Computational Research Scientist University of Texas Southwestern Medical Center Dallas, Texas, United States
Introduction/Rationale: Biological networks (or graphs) are generic data structures where nodes represent biological or other entities and each edge connects two nodes to represent a relationship between them. Examples include sequence similarity networks with nodes being sequences and edges being a similarity (distance) score between the two sequences, and receptor-epitope specificity networks with receptors and epitopes as nodes where an edge between them indicates the receptor has specificity for that epitope. Analysis of the structure and composition of these networks can provide insight into the underlying biology.

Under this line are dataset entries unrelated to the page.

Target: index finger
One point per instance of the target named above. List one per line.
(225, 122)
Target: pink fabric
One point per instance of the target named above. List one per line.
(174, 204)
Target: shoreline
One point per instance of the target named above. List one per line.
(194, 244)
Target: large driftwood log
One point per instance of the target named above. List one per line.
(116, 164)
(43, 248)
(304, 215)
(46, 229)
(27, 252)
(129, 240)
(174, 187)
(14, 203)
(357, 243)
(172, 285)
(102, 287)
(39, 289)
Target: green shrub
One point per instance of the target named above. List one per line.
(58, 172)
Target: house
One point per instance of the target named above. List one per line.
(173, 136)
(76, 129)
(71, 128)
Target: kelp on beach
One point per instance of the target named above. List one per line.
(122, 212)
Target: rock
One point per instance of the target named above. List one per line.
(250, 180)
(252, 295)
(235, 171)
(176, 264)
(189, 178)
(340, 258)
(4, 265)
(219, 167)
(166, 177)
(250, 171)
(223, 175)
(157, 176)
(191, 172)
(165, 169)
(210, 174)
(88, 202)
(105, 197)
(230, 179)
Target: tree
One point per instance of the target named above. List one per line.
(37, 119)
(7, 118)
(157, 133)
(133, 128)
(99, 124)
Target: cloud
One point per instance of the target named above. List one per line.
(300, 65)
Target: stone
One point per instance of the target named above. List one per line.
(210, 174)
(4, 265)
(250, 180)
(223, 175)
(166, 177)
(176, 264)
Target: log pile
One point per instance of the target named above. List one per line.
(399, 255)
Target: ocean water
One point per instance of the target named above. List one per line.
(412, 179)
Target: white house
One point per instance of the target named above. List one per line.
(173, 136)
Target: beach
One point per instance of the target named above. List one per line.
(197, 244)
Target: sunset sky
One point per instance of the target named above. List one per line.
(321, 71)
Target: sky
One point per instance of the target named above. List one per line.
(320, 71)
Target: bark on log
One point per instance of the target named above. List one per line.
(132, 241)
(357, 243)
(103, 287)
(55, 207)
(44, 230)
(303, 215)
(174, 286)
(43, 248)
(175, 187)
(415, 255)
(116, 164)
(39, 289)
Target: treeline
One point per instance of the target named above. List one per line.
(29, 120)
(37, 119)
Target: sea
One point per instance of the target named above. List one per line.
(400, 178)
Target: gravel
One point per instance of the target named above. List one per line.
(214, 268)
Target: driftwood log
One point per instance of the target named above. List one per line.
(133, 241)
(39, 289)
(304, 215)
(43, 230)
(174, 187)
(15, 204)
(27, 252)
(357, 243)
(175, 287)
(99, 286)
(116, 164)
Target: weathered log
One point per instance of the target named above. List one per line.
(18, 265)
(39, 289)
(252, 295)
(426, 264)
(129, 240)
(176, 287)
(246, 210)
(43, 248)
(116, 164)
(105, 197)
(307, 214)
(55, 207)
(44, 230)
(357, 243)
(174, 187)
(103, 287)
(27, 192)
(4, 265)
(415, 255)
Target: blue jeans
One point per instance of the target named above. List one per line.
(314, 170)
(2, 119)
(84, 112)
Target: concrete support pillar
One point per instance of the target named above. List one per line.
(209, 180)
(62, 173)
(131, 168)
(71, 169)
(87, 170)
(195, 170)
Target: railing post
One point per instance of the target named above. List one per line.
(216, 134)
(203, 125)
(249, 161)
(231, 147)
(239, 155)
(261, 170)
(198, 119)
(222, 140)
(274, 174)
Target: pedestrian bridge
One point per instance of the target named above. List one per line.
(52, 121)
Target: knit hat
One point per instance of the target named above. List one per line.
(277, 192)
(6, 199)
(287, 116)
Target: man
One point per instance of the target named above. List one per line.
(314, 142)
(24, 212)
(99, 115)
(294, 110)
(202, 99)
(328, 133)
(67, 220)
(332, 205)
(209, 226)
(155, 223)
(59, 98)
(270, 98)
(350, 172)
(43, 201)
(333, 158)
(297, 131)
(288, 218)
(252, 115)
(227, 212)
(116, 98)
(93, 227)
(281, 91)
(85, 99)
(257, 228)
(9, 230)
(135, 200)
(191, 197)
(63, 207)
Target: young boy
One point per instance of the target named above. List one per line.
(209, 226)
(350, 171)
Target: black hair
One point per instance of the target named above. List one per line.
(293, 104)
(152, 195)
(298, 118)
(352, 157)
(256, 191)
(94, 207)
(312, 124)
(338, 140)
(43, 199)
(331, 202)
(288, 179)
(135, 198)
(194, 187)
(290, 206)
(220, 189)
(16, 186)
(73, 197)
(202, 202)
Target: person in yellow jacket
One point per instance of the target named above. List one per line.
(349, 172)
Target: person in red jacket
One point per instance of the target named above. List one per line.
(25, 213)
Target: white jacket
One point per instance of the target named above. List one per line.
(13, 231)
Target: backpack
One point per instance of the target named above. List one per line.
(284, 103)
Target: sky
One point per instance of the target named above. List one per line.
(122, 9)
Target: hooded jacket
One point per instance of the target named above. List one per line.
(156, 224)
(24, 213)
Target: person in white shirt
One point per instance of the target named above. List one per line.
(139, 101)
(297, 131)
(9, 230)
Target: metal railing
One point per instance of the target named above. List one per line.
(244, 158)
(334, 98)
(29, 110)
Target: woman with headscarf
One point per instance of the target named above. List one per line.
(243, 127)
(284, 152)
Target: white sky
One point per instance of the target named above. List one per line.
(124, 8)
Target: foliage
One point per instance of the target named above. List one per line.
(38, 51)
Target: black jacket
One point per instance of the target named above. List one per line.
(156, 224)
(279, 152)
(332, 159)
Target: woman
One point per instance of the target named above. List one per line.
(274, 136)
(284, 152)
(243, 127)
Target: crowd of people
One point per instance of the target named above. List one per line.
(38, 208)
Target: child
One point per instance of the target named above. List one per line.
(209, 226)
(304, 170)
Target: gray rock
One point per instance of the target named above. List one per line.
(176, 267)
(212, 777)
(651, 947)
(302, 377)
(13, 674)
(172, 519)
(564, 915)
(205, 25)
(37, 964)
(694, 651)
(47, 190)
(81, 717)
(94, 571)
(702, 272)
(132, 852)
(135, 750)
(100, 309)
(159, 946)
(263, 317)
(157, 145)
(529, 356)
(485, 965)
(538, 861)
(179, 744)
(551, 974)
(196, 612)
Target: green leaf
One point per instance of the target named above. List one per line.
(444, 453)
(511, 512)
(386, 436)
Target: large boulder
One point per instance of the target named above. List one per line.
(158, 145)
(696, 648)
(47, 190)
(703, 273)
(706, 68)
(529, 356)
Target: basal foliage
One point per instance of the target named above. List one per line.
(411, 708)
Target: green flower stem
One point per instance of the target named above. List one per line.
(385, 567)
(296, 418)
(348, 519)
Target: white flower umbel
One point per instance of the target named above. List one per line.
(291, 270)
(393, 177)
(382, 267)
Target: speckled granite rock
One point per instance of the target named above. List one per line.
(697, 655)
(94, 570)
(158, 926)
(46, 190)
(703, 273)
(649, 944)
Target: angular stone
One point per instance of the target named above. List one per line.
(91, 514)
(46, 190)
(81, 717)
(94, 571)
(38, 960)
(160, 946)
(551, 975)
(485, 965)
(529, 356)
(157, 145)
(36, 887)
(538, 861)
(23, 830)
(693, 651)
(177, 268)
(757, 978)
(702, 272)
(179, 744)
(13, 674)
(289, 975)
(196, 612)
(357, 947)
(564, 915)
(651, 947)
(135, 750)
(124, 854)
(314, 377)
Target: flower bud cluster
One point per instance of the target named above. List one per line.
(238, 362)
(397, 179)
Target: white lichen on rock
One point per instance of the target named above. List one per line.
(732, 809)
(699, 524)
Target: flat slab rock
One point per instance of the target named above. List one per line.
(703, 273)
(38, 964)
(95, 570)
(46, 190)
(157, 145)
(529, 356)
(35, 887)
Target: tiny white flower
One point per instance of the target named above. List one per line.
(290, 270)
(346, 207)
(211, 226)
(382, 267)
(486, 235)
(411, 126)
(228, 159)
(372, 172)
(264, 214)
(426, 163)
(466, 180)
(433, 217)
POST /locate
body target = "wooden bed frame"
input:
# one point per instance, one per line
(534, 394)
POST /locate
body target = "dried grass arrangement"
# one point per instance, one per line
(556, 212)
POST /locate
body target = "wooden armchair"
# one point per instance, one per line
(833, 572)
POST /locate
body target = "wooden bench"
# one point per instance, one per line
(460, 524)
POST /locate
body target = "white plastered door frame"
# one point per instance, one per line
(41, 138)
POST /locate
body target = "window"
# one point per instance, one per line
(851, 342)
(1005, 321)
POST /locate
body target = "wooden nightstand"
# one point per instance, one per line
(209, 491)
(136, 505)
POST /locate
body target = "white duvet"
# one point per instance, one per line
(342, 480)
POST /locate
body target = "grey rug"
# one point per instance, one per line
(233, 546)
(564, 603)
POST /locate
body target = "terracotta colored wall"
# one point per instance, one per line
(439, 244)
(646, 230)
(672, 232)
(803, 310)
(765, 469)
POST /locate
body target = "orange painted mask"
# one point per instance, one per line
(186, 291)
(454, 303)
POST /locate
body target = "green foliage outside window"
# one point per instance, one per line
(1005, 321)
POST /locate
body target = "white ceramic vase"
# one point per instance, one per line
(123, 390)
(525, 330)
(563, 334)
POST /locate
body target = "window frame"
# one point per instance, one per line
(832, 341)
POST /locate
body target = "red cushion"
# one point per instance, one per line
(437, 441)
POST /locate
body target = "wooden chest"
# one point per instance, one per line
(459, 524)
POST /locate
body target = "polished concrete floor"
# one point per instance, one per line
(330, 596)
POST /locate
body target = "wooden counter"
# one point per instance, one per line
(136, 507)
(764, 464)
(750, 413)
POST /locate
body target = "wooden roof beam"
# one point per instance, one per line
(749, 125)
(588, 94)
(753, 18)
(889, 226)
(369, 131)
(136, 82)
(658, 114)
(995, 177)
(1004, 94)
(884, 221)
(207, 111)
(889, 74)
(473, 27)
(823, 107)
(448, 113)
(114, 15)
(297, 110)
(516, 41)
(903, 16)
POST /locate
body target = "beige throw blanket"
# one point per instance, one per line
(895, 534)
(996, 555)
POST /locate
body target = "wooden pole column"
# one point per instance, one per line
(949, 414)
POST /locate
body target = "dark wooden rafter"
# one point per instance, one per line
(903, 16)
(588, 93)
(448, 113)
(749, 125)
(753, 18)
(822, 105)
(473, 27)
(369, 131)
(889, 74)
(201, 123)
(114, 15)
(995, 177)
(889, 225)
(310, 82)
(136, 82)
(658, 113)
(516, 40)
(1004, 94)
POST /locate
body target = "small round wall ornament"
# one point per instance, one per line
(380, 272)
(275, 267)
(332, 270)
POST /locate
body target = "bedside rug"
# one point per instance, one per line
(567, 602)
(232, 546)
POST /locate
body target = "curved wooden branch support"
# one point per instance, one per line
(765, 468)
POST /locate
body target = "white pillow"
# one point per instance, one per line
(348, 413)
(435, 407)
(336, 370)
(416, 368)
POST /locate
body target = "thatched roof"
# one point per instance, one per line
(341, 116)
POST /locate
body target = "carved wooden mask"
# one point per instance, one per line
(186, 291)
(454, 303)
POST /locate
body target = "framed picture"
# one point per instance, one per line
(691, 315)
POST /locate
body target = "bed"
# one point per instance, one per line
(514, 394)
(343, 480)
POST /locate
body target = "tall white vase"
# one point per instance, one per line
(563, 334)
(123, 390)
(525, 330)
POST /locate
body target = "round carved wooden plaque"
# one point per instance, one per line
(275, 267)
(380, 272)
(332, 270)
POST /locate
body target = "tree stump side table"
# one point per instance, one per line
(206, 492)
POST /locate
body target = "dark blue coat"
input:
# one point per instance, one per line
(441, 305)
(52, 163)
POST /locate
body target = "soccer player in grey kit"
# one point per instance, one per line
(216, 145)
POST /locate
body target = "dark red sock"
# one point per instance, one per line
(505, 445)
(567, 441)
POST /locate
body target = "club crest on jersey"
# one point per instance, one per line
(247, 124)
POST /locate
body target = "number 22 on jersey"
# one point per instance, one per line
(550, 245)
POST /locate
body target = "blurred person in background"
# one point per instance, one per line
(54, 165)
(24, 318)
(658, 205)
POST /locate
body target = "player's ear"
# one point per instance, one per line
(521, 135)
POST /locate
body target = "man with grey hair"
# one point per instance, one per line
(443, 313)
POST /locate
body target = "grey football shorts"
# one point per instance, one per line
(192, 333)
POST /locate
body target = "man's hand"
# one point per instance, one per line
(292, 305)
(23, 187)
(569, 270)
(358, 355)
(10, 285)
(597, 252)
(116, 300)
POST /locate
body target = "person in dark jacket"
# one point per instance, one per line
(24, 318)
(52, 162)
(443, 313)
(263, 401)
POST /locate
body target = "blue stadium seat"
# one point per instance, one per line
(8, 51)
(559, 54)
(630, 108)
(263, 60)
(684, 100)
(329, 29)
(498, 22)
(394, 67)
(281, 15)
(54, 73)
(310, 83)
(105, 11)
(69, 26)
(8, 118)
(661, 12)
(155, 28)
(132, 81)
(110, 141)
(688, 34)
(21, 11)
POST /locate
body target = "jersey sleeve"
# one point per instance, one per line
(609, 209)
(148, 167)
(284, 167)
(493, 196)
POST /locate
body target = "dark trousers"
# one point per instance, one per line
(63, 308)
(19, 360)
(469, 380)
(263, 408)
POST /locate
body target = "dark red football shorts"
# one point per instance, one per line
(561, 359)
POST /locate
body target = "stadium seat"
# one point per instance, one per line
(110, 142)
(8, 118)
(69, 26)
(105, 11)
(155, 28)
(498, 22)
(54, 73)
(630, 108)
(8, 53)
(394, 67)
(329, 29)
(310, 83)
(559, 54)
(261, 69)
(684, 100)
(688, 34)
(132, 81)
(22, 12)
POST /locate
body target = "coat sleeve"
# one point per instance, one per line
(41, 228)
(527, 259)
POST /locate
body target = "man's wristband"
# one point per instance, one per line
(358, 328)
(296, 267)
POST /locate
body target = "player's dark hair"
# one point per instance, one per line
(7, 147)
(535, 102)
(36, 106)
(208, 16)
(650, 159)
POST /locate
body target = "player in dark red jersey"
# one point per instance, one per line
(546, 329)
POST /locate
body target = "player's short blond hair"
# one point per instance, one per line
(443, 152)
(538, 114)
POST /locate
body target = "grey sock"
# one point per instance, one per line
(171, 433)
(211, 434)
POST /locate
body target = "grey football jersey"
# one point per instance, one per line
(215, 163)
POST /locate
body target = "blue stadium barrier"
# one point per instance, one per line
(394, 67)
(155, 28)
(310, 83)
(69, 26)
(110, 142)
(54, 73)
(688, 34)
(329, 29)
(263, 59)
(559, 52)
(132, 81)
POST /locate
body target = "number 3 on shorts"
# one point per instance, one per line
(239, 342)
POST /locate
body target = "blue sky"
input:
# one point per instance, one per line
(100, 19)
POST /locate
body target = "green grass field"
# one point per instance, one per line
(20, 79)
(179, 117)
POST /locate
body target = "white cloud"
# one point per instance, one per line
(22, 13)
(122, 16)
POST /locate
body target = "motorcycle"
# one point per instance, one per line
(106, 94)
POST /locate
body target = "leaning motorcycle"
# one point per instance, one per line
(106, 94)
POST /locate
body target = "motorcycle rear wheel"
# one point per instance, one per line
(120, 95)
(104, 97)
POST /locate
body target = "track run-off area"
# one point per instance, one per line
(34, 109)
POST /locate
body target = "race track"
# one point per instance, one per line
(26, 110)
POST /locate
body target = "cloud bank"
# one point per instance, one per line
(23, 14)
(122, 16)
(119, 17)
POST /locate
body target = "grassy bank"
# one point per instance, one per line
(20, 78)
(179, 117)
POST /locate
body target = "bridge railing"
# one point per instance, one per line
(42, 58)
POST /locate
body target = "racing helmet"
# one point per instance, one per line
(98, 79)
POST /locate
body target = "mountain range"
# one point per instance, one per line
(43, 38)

Methods: We built and analyzed a set of networks for human T cell receptor beta chain (TCRB) sequences in the Adaptive Immune Receptor Repertoire Knowledge Commons (AKC). Starting with ~357M TCRB junction AA sequences across all studies, subjects, diseases, and V/J genes, we acquired ~169M unique sequences and built a similarity network for edit distance equal to 1. The resultant similarity network has ~169M nodes and ~1.7B edges.
Results: Analysis of the degree distribution shows that the similarity network does not follow a power law or a log-normal distribution (i.e., is not scale-free). Connected component analysis of the similarity network produces ~32M components with ~31M of those components comprising a single isolated node. The single largest component contains ~131M nodes and, when excluding the isolated nodes, this component represents over 98% of the unique TCRB junction AA sequences in the AKC. This suggests the biological interpretation that, at the population level, many junction sequences are similar to each other.
Conclusion: We will analyze other large-scale networks built from the AKC and discuss their biological interpretation. In particular, we will incorporate epitopes with known receptor specificity and compare those receptor-epitope networks. Furthermore, we will partition and compare networks between subject demographics, diseases, and other study metadata.